Not a bad film, but portraying such utter dystopia leaves me in two minds. The first thought is that it was a powerful reminder that we rely on the eco-system for all our essentials, one which we often forget as we in the West spend most of our time inside and increasingly on-line. If it goes we go. But this is balanced by the nagging thought that this kind of “it’ll be our DOOM!” type message is misleading and off putting to the general populace. The earth will recover from climate change, but in its own time. The big question is whether society can continue to thrive in warming world.
You can see this problem in the slight repositioning of many of the climate change denial brigade. They seem to have invented something called ‘catastrophic anthropogenic global warming (CAGW)’ which the rest of us apparently believe in. I assume the introduction of the word “catastrophic” is to give them wriggle room as the fundamental science of climate change stands up to the huge scrutiny put on it over the last year. We might have melting glaciers, disrupted weather patterns, floods, droughts and heatwaves – but if the result doesn’t look like The Road then they’ll claim it was all exaggerated (tell that to the people of the flooded Sind province of Pakistan).
It is becoming a cliché, but we really do need a more positive view of sustainability and the low carbon economy. I believe this vision needs to go further than the ‘green jobs’ that politicians fall back on. What about vibrant cities full of pedestrians, cyclists and urban greenery?

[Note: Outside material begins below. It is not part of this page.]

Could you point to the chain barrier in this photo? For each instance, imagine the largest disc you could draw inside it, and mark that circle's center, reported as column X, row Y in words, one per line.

What about people working from home, cutting crime in their neighbourhoods simply by being there, revitalising the local economy and getting to know their neighbours? What about holidays on high speed rail bringing back the romance of travel? What about being able to park outside your house because no-one needs a second car?
And for business? The same positive vision needs to be applied both inside and outside the business. Companies need to lead on this agenda and develop those products and services that are not just green in themselves, but that go further and help other people cut their emissions and improve their lives. I saw a TV ad for Hitachi at the weekend that showed the difference that their technologies – from high speed trains to data centres – could make to carbon emissions. It was great, positive stuff and no hand wringing or hair shirts in sight. That’s the future I want.